To make matters worse, the problem was inserted at the B-stepping of the 6-series chipsets. Earlier steppings (such as what we previewed last summer) didn’t have the problem. Unfortunately for Intel, only B-stepping chipsets shipped to customers. Since the fix involves cutting off voltage to a transistor it will be fixed with a new spin of metal and you’ll get a new associated stepping (presumably C-stepping?).
While Steve wouldn’t go into greater detail he kept mentioning that this bug was completely an oversight. It sounds to me like an engineer did something without thinking and this was the result. This is a bit different from my initial take on the problem. Intel originally characterized the issue as purely statistical, but the source sounds a lot more like a design problem rather than completely random chance.
It’s Notta Recall
Intel has shipped around 8 million 6-series chipsets since the launch at CES. It also committed to setting aside $700 million to deal with the repair and replacement of any affected chipsets. That works out to be $87.50 per chipset if there are 8 million affected chipsets in the market, nearly the cost of an entire motherboard. Now the funds have to cover supplying the new chipset, bringing in the affected motherboard and repairing it or sending out a new one. Intel can eat the cost of the chipset, leaving the $87.50 for shipping, labor and time, as well as any other consideration Intel provides the OEM with (here’s $5, don’t hate us too much). At the end of the day it seems like enough money to handle the problem. However Intel was very careful to point out that this is not a full blown recall. The why is simple.
If you have a desktop system with six SATA ports driven off of P67/H67 chipset, there’s a chance (at least 5%) that during normal use some of the 3Gbps ports will stop working over the course of 3 years. The longer you use the ports, the higher that percentage will be. If you fall into this category, chances are your motherboard manufacturer will set up some sort of an exchange where you get a fixed board. The motherboard manufacturer could simply desolder your 6-series chipset and replace it with a newer stepping if it wanted to be frugal.

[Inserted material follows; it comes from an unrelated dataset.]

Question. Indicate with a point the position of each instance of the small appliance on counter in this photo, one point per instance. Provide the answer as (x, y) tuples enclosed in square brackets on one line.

If you have a notebook system with only two SATA ports however, the scenario is a little less clear. Notebooks don’t have tons of storage bays and thus they don’t always use all of the ports a chipset offers. If a notebook design only uses ports 0 & 1 off the chipset (the unaffected ports), then the end user would never encounter an issue and the notebook may not even be recalled. In fact, if there are notebook designs currently in the pipeline that only use ports 0 & 1 they may not be delayed by today’s announcement. This is the only source of hope if you’re looking for an unaffected release schedule for your dual-core SNB notebook.
Final Words
Intel maintains that Sandy Bridge CPUs are not affected, and current users are highly unlikely to encounter the issue even under heavy loads. So far Intel has only been able to document the issue after running extended testing at high temperatures (in a thermal chamber) and voltages. My recommendation is to try to only use ports 0 & 1 (the 6Gbps ports) on your 6-series motherboard until you get a replacement in place.
OEMs and motherboard manufacturers are going to be talking to Intel over the next week to figure out the next steps. Intel plans to deliver fixed silicon to its partners at the end of February, however it’ll still take time for the motherboard makers to turn those chips into products. I wouldn’t expect replacements until March at the earliest.
I maintain that the best gesture of goodwill on Intel’s part would be to enable motherboard manufacturers to replace P67/H67 motherboards with Z68 boards for those users who want them.
127 Comments
View All Comments
TivoLi - Saturday, February 5, 2011 - link
Changing the MB will have an impact on the OS OEM versions (or so I believe), who will pay for that?Will MS be so nice just to give another try?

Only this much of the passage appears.